A jeep, Tooth. That is what you need. You can take the top down, take the doors off and it is the next best thing (did you guys noticed that I said next best thing?) to riding a bike and you still have the seats to strap in the wife and baby. A long ride is very nice.


----------



## ffemt128 (Mar 30, 2010)

I'ved been itching to get the bike out again. Had it out 4-5 times since January 1, it was kind of cool to ride knowing it was 55 degrees and there was still snow on the ground. I think Wed and Thrusday it will be going to work for the first time in 2010. Friday I work from home so a long afternoon ride may be in order. Yeah Baby........


----------



## Julie (Mar 30, 2010)

ffemt128 said:


> I'ved been itching to get the bike out again. Had it out 4-5 times since January 1, it was kind of cool to ride knowing it was 55 degrees and there was still snow on the ground. I think Wed and Thrusday it will be going to work for the first time in 2010. Friday I work from home so a long afternoon ride may be in order. Yeah Baby........

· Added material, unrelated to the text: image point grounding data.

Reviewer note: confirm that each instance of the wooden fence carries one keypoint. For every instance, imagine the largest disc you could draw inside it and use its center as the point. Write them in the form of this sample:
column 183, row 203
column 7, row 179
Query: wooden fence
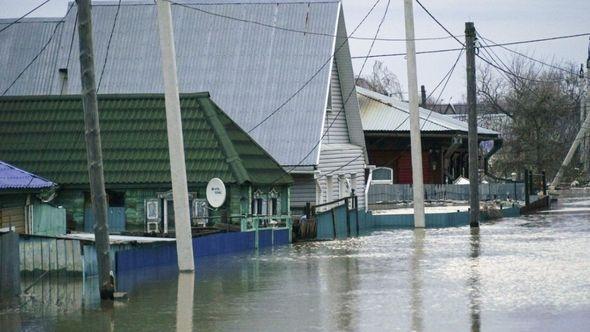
column 39, row 253
column 391, row 193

OMG., a couple of weeks ago, Mike had to take the roof off of the jeep because he was "itching."


----------



## Midwest Vintner (Mar 30, 2010)

Julie said:


> OMG., a couple of weeks ago, Mike had to take the roof off of the jeep because he was "itching."



he might want to get that checked out. lol


----------



## ffemt128 (Mar 31, 2010)

Had everything set to bring the bike in this morning then saw frost on the widshield of my neighbors car. Checked the temp, it was 30 on our thermometer, decided against it for today. I'll take the bike to the school board meeting tonight and work tomorrow.


----------



## TheTooth (Mar 31, 2010)

Julie said:


> A jeep, Tooth. That is what you need. You can take the top down, take the doors off and it is the next best thing (did you guys noticed that I said next best thing?) to riding a bike and you still have the seats to strap in the wife and baby. A long ride is very nice.



True. I have a convertible now (M Roadster), but with 2 seats, it'll be tough to take both the wife and kid anywhere at the same time. 

A Jeep has always sounded good... but I'm saving up for a '62-'64 Lincoln Continental convertible right now. Maybe a Jeep comes after that.


----------